2017年02月13日 06:00 公開

母親のトラウマ体験が、子の気質を左右?

 おなかの中の赤ちゃんは、外部からたくさんの刺激を受けて日々成長している。赤ちゃんにとって心地いい刺激を送れればいいが、それが逆に好ましくない刺激だったら・・・。母親のトラウマ体験が、子どもが産まれながらにして持っている気質のうち、否定的な感情に影響を与えることが、ハーバード大学の研究グループにより報告された。詳細は、1月20日発行の医学誌「Infancy」(電子版)に掲載されている。

出生前コルチゾールとの関連が

 母親が人生において深い心の傷となるトラウマを抱えていると、子どもの産まれつきの気質にどのような影響を及ぼすかについては、これまでほとんど研究されていなかった。

 そこで今回、研究グループは、年齢や人種など背景がさまざまな母子を対象に、母親のトラウマ経験と子どもの否定的な感情との関連や、出生前のコルチゾールの曝露による影響について調査した。

 コルチゾールは、ストレスホルモンと呼ばれることもあり、ストレスを受けると、そのストレスに対応しようとして分泌量が増える。生命の維持に不可欠なホルモンであり、炎症を抑制する作用などもある。

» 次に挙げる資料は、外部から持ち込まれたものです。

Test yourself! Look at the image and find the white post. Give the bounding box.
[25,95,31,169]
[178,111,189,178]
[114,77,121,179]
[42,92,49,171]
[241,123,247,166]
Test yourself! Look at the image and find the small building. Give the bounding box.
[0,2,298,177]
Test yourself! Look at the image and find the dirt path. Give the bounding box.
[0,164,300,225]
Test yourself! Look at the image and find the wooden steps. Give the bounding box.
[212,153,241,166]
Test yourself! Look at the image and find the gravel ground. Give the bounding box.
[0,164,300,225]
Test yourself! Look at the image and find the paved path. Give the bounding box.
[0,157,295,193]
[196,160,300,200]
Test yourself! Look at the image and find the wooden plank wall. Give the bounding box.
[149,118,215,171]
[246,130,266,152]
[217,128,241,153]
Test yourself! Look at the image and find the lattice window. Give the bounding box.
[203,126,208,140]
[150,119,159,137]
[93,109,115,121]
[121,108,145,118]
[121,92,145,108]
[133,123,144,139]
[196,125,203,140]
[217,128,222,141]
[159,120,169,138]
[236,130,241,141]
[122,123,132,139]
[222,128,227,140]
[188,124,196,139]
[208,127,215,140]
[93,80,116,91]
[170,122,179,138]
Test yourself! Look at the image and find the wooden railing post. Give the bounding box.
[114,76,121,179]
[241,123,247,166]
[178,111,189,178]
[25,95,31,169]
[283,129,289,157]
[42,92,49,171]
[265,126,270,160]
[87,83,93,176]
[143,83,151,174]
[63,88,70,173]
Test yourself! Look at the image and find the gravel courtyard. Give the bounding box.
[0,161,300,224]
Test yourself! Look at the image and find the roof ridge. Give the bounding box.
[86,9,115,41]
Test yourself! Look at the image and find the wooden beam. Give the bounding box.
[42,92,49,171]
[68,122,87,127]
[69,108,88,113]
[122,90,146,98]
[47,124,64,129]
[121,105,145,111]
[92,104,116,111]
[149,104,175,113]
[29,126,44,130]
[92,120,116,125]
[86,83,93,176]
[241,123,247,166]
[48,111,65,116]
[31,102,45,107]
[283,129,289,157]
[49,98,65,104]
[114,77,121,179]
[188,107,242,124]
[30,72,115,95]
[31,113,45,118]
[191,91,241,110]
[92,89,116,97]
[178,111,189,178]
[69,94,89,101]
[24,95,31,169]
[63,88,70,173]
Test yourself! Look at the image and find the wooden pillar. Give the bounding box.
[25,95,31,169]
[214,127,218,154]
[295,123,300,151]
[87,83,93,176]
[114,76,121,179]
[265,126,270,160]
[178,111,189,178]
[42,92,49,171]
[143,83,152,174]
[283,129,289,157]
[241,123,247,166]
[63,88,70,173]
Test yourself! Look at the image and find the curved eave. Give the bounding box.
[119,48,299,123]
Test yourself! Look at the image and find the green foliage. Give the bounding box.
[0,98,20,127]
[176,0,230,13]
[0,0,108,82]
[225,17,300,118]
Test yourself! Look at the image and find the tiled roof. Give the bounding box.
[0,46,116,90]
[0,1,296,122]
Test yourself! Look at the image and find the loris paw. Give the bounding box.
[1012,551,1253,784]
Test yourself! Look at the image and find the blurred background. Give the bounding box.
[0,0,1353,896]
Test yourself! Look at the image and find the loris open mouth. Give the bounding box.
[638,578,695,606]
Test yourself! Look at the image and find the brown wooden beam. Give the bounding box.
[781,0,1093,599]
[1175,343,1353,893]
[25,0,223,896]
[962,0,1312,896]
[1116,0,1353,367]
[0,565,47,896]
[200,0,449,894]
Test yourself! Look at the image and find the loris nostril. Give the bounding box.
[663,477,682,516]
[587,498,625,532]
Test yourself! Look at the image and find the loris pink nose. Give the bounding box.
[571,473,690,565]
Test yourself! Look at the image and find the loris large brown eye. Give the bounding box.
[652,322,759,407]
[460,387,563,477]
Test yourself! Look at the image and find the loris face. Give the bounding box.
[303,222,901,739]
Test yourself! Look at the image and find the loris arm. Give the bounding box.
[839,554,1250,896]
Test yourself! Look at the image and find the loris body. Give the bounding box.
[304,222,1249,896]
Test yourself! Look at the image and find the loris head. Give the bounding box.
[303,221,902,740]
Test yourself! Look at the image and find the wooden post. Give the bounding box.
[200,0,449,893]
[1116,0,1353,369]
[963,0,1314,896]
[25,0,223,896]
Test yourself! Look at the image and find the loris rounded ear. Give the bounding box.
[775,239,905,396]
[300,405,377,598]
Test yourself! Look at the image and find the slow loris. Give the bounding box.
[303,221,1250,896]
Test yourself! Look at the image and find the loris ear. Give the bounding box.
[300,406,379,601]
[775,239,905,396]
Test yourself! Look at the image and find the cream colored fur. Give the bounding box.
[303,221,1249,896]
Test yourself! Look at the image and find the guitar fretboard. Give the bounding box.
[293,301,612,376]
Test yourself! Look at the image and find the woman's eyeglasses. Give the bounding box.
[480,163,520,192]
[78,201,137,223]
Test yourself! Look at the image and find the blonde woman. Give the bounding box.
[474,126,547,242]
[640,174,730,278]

 母親の人生におけるトラウマと現在抱えているストレス要因については、妊娠中に調査した。また、妊娠後期(28~40週目)に母親の毛髪を採取して、コルチゾールの分泌量を調べた。

 子どもの産まれつきの気質については、子どもが生後6カ月のときに、母親に、子どもの行動に関する質問票への記入を依頼して調べた。

 子どもの性別、母親の年齢、学歴、人種などで偏りが出ないよう調整を加えてから分析を行ったところ、母親にトラウマ体験があると、子どもの気質のうち、「何かを制限された時に現れる負の感情」と「悲しみ」が強く現れた。

 出生前のコルチゾールの曝露量の多少により、子どもの気質である「不機嫌からの回復のしやすさ」と母親のトラウマ経験との関係に影響が見られた。また、「何かを制限された時に現れる負の感情」と母親のトラウマ経験との関係は、出生前のコルチゾールの曝露量が多い子どもでやや強まった。

 こうした分析から、母親の人生におけるトラウマ経験は、妊娠中に母親がストレスを受けたかどうかとは別に、子どもの否定的な感情に影響を与えること、そして、一部の項目では、出生前のコルチゾールの曝露量によって、影響力が変わるかもしれないことが示された。

 研究グループは、「今回の研究結果は、トラウマの経験が、世代をまたぎ子どもの発達に影響することを示すものだ」としている。